The traditional bank account faces an existential threat from digital wallets

Jan said that many Binance employees, including himself, already keep the majority of their assets on the exchange. “I could make payments, I could use my debit card to spend whatever I needed wherever I wanted,” he said.

The lines are blurring

Eneko Knorr, co-founder and CEO of Dubai-based stablecoin company Stabolut, said the line between banks and cryptocurrency companies is becoming harder to see.

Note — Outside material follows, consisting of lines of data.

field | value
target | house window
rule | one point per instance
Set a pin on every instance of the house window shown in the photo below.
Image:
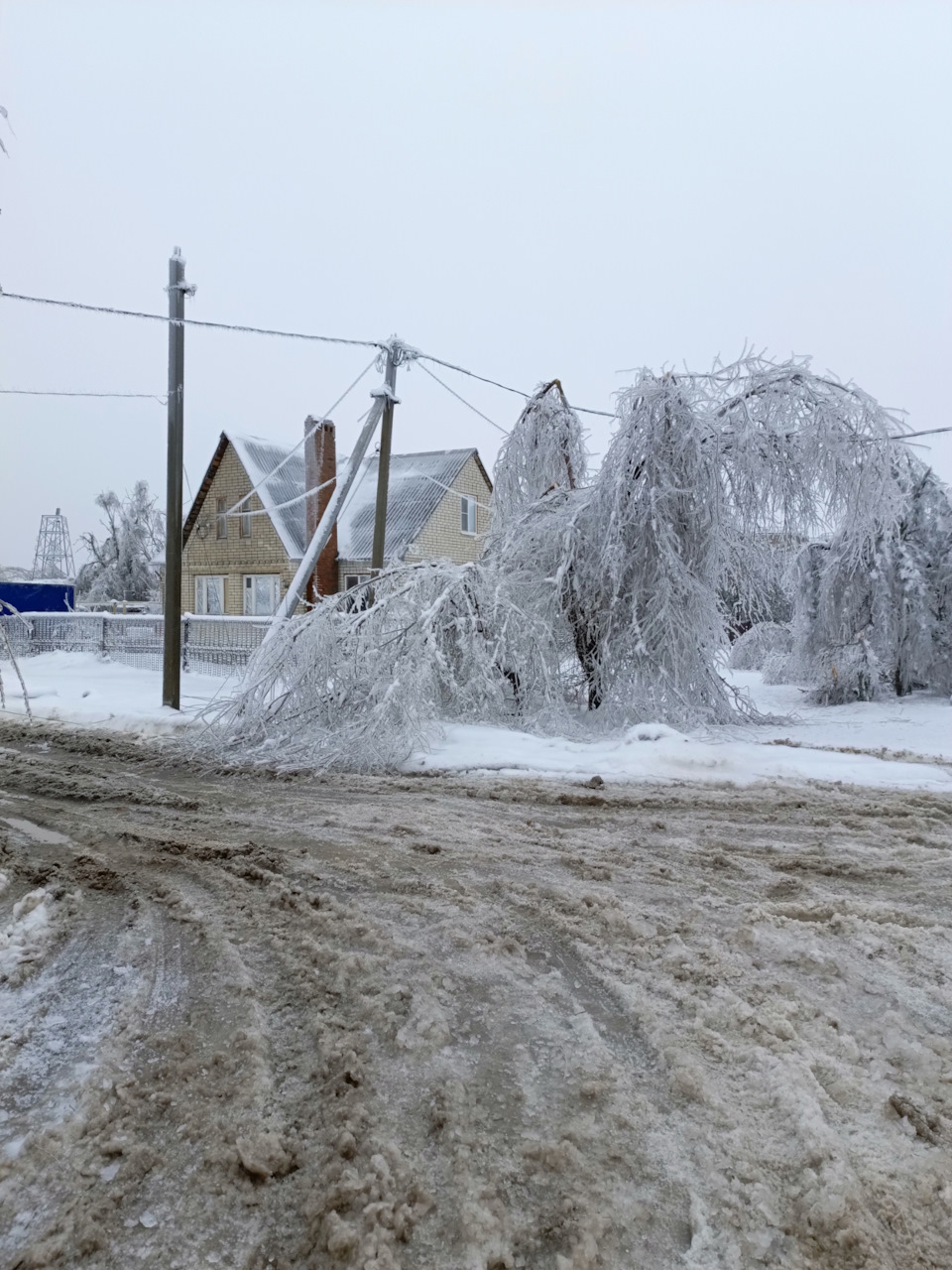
(467, 515)
(209, 594)
(262, 593)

“Today, you see regular banks offering cryptocurrencies and cryptocurrency platforms offering real bank accounts and normal banking services,” Knorr told CoinDesk. “Of course, the world still runs on normal money, so we all have to make a standard bank transfer to pay rent or utility bills.”

Knorr said younger customers may choose an app that combines stablecoins with everyday banking services.

Rohan Misra, head of the Gulf Cooperation Council region and CEO of AMINA Bank ADGM, said stablecoins are increasingly used for payments and settlements, but still need regulated banking infrastructure.

“The wallet alone is not the bank account,” Misra said. “The regulated infrastructure around it is.”

Misra also questioned whether self-custody, where users control their private keys, would become the default option.

“Self-custody means that if someone accesses your private key, your assets are gone with no recourse, recovery or insurance,” he said. “That’s cash under a mattress.”